Assuming the 90 days trading horizon Tubacex SA is expected to generate 7.81 times less return on investment than Prosegur. In addition to that, Tubacex SA is 1.04 times more volatile than Prosegur. It trades about 0.03 of its total potential returns per unit of risk. Prosegur is currently generating about 0.28 per unit of volatility. If you would invest  219.00  in Prosegur on April 24, 2025 and sell it today you would earn a total of  80.00  from holding Prosegur or generate 36.53% return on investment over 90 days.
Time Period3 Months [change]
DirectionMoves Together 
StrengthWeak
Accuracy98.44%
ValuesDaily Returns

Tubacex SA  vs.  Prosegur

 Performance 
       Timeline  
Tubacex SA 

Risk-Adjusted Performance

Weak

 
Weak
 
Strong
Compared to the overall equity markets, risk-adjusted returns on investments in Tubacex SA are ranked lower than 2 (%) of all global equities and portfolios over the last 90 days. In spite of rather sound fundamental drivers, Tubacex SA is not utilizing all of its potentials. The latest stock price tumult, may contribute to shorter-term losses for the shareholders.
Prosegur 

Risk-Adjusted Performance

Solid

 
Weak
 
Strong
Compared to the overall equity markets, risk-adjusted returns on investments in Prosegur are ranked lower than 22 (%) of all global equities and portfolios over the last 90 days. In spite of rather unsteady technical and fundamental indicators, Prosegur exhibited solid returns over the last few months and may actually be approaching a breakup point.

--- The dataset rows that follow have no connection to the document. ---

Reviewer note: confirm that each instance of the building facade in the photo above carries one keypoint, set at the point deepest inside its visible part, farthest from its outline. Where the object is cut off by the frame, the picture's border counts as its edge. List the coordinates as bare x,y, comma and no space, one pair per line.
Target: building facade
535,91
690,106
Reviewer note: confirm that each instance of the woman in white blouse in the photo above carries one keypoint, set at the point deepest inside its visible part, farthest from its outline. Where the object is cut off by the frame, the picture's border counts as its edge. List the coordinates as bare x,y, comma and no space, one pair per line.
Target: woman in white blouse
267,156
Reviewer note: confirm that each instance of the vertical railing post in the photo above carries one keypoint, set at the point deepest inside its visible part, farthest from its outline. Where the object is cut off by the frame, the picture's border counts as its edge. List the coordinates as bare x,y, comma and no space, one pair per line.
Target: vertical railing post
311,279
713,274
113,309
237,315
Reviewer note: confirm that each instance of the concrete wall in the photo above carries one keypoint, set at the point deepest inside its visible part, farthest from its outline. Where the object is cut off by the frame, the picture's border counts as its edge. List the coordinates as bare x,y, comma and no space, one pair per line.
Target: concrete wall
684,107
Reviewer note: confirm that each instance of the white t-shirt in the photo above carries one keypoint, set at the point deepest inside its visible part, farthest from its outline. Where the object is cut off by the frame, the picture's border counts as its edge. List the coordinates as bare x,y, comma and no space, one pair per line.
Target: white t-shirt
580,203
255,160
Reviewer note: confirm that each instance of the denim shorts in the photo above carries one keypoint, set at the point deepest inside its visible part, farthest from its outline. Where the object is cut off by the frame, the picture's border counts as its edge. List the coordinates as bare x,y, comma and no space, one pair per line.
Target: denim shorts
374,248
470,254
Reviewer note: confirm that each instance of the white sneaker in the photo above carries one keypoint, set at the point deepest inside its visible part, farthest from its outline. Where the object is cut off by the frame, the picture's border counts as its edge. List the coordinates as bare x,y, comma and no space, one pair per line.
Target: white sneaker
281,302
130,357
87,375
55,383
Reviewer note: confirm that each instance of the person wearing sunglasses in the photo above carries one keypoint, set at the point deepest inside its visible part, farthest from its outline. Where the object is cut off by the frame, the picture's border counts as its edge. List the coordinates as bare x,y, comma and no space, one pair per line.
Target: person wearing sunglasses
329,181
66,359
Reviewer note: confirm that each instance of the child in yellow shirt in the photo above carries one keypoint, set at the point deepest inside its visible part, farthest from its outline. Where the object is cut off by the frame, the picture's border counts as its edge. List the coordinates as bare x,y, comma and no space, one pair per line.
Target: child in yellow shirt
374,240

Tubacex SA and Prosegur Volatility Contrast

   Predicted Return Density   
       Returns  

Pair Trading with Tubacex SA and Prosegur

The main advantage of trading using opposite Tubacex SA and Prosegur positions is that it hedges away some unsystematic risk. Because of two separate transactions, even if Tubacex SA position performs unexpectedly, Prosegur can make up some of the losses. Pair trading also minimizes risk from directional movements in the market. For example, if an entire industry or sector drops because of unexpected headlines, the short position in Prosegur will offset losses from the drop in Prosegur's long position.
The idea behind Tubacex SA and Prosegur pairs trading is to make the combined position market-neutral, meaning the overall market's direction will not affect its win or loss (or potential downside or upside). This can be achieved by designing a pairs trade with two highly correlated stocks or equities that operate in a similar space or sector, making it possible to obtain profits through simple and relatively low-risk investment.
Check out your portfolio center.
Note that this page's information should be used as a complementary analysis to find the right mix of equity instruments to add to your existing portfolios or create a brand new portfolio. You can also try the Investing Opportunities module to build portfolios using our predefined set of ideas and optimize them against your investing preferences.